The first issue debuted in November 1970, contained 48 pages, was devoid of any advertisements, and cost 50 cents. Its inaugural printing was 60,000 copies, and included poems, plays, stories, photographs, and drawings submitted by children, who were paid $6.00 if their work ended up being published. Their pictures were included as well. The magazine was published ten times per year, with one issue published in the summer.

For each issue, two children were selected as editors who could veto any item published in the magazine. Kids first guest editors, 10-year-old Marc Alonso and 12-year-old Candace Lowe, were featured on the David Frost Show.

In 1972, the Associated Press reported that the magazine had a circulation of 120,000 copies. That same year, LI Magazine, published by Newsday for the Long Island community, recruited editors from Kids to help them publish their magazine by letting the children choose content, including writing articles, creating illustrations and hand lettering for their publication.

Members who sat on the advisory board for the publication included Dr. Robert Coles from Harvard University; John Holt, author of How Children Fail; Stephen M. Joseph, teacher and book editor; poet Kenneth Koch; Jonathan Kozol, known for his books on public education in the United States; and Betty Blayton of The Children's Art Carnival in Harlem.
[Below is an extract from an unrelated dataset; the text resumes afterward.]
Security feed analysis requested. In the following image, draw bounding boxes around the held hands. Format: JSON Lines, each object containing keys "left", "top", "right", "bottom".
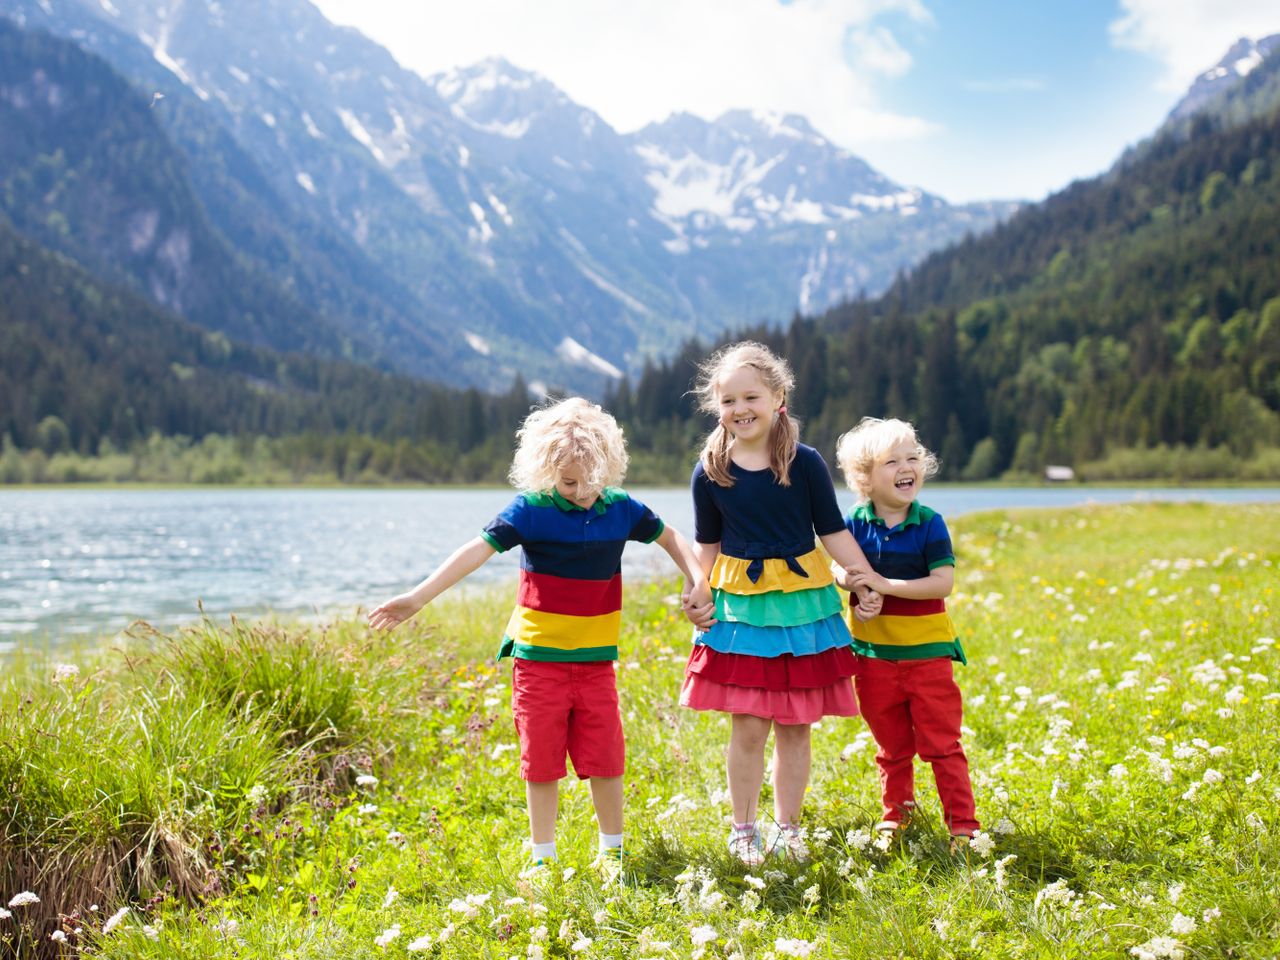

According to a note inserted into the magazine with the first issue, Kids evolved from several ideas:

First, that children have something to say that is worth listening to. Second, that kids are eager to learn from each other and should be provided a medium for the exchange of their feelings and their thoughts. Third, that few things inspire children to pursue their own creative projects as much as seeing and enjoying other children's work.

Kahn and Robinson sold the magazine after 16 issues, due to the debt they incurred while publishing it. Kahn went on to create a second magazine aimed at children titled Dynamite! from Scholastic Press, which had some similarities to Kids. When that periodical folded, she created a third magazine called Smash, a pop-culture magazine for kids published by Xerox Education. Eventually she became president and editor-in-chief of DC Comics and MAD Magazine.

==Reception==
When the first issue of Kids came out, the editors of a newspaper titled Hoot Owl, published in Arlington, Texas, were upset. They claimed that they were the first to have kids as editors, and that Kids was "not an original idea". They pointed to the similarity of each of their mottos, with Kids motto being "By children for each other", and Hoot Owls motto being "By kids, for kids, about kids". Time magazine opined that "Hoot Owl appears to be a bit jealous, because it has been struggling for five hard months with next to no recognition, while Kids gained national attention in only one month". Time went on to say that the first issue of Kids was "printed on good quality paper with plenty of color illustrations [and] was fresh, funny and full of juvenile reflections of an adult world".

The Washington Post said the "real charm of this magazine is not its relevancy, but its spontaneity. It is a magazine with the unexpected on every page. If it were written by adults it would be called creative. Written by children, it is much closer to natural expression". Los Angeles Times book review editor Digby Diehl wrote that when he first heard about the magazine, he "distrustfully ignored it, having endured all too many cute manipulations of children from Soupy Sales to Art Linkletter". After seeing a copy of a summer issue, he reported that he was "intrigued to discover that the magazine is a genuine attempt to capture some of the imaginative flair and fantasy of childhood in a relatively uncontaminated form". Diehl went on to praise it even further, highlighting the "spontaneity of ideas and expressions", and that overall, the magazine was a "delightful fresh breeze in the stale world of TV animations and dull textbooks".

==Notable contributors==
The magazine's illustrators included twelve-year-old Ray Billingsley, who went on to create the syndicated newspaper comic Curtis; Jim Salicrup, who was editor for Marvel Comics in the 1980s; and Tom Gammill, who later wrote and produced for The Simpsons and Seinfeld.